# Umsatzsteuervoranmeldung mit Elster



## jo_ha (21. Januar 2008)

Hallo allerseits!

Ich mache monatlich meine UStVA mit Elster. Allerdings mehr schlecht als recht und viel "nach Gefühl". Das hat bislang auch gut funktioniert, aber neuerdings nimmt mein kleines Gewerbe Formen an. Eine Steuererklärung rein nach Gefühl scheint mir auf Dauer keine optimale Lösung zu sein, auch wenn alles bislang gepasst hat und das Finanzamt nie gemuckt hat.

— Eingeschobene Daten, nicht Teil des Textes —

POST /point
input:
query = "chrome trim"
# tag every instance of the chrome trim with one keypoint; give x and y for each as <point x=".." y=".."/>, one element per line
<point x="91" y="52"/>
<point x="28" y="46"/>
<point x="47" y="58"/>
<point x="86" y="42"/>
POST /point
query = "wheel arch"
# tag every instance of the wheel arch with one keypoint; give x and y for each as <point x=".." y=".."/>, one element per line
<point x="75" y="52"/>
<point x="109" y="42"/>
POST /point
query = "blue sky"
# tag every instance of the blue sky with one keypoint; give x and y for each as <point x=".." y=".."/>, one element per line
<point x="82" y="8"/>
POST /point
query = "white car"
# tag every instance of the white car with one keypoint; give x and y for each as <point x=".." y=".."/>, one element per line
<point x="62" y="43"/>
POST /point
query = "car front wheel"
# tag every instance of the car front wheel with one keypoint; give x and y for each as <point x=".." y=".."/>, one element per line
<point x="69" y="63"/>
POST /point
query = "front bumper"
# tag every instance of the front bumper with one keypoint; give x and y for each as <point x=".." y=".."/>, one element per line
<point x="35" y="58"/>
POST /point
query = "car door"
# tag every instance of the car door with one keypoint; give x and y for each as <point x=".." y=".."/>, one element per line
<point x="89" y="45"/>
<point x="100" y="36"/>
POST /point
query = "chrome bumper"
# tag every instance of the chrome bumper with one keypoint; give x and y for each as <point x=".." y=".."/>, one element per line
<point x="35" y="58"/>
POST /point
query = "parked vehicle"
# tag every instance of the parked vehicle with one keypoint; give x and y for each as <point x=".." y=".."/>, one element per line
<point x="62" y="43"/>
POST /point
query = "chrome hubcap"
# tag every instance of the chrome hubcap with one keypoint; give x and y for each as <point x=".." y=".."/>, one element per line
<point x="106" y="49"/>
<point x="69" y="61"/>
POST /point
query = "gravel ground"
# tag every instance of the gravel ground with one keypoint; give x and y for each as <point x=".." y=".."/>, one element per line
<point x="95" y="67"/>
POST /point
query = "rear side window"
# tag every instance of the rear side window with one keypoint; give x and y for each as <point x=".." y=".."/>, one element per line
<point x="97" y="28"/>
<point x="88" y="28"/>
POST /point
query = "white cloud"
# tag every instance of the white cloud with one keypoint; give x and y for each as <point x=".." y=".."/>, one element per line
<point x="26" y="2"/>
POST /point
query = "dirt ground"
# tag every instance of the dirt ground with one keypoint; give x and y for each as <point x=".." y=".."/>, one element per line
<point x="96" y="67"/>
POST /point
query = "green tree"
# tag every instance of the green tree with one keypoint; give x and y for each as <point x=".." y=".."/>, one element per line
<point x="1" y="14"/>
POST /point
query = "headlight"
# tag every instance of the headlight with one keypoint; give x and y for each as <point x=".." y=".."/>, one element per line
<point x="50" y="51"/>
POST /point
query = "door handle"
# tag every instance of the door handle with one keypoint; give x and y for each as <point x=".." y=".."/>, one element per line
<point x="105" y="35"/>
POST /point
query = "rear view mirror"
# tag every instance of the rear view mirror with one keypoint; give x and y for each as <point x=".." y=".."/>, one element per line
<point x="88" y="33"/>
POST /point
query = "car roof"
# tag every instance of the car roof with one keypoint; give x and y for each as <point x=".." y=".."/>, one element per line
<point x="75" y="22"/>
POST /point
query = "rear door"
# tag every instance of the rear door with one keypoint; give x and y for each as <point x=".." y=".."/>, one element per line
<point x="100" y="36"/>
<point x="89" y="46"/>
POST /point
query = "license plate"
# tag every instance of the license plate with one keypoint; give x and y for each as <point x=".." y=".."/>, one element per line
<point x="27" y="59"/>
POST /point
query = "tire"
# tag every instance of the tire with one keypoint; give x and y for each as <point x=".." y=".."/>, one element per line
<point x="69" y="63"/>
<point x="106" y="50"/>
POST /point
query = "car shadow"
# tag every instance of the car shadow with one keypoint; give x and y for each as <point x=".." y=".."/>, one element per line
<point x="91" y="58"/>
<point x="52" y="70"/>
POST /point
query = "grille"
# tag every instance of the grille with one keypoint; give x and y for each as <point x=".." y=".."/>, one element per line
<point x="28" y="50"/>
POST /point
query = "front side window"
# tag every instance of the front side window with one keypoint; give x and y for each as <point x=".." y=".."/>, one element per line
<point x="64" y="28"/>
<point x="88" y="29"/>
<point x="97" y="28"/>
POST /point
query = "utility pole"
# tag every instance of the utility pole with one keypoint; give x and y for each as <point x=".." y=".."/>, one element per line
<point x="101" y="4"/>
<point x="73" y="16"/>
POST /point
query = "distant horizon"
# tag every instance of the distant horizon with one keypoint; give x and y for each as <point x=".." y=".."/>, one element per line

Ich überlege auch, eine Ust-ID zu beantragen. 

Meine Frage: Kennt jemand eine ausführliche Schritt-für-Schritt-Anleitung, gute Literatur zum Thema oder einen leicht verständlichen Leitfaden zur Erstellung einer Umsatzsteuer-Erklärung? Hab schon gesucht, aber die Rezensionen bringen mich nicht wirklich weiter und bevor ich mit teure Steuer-Software zulege, wollte ich mir hier mal ein paar Tipps einholen. 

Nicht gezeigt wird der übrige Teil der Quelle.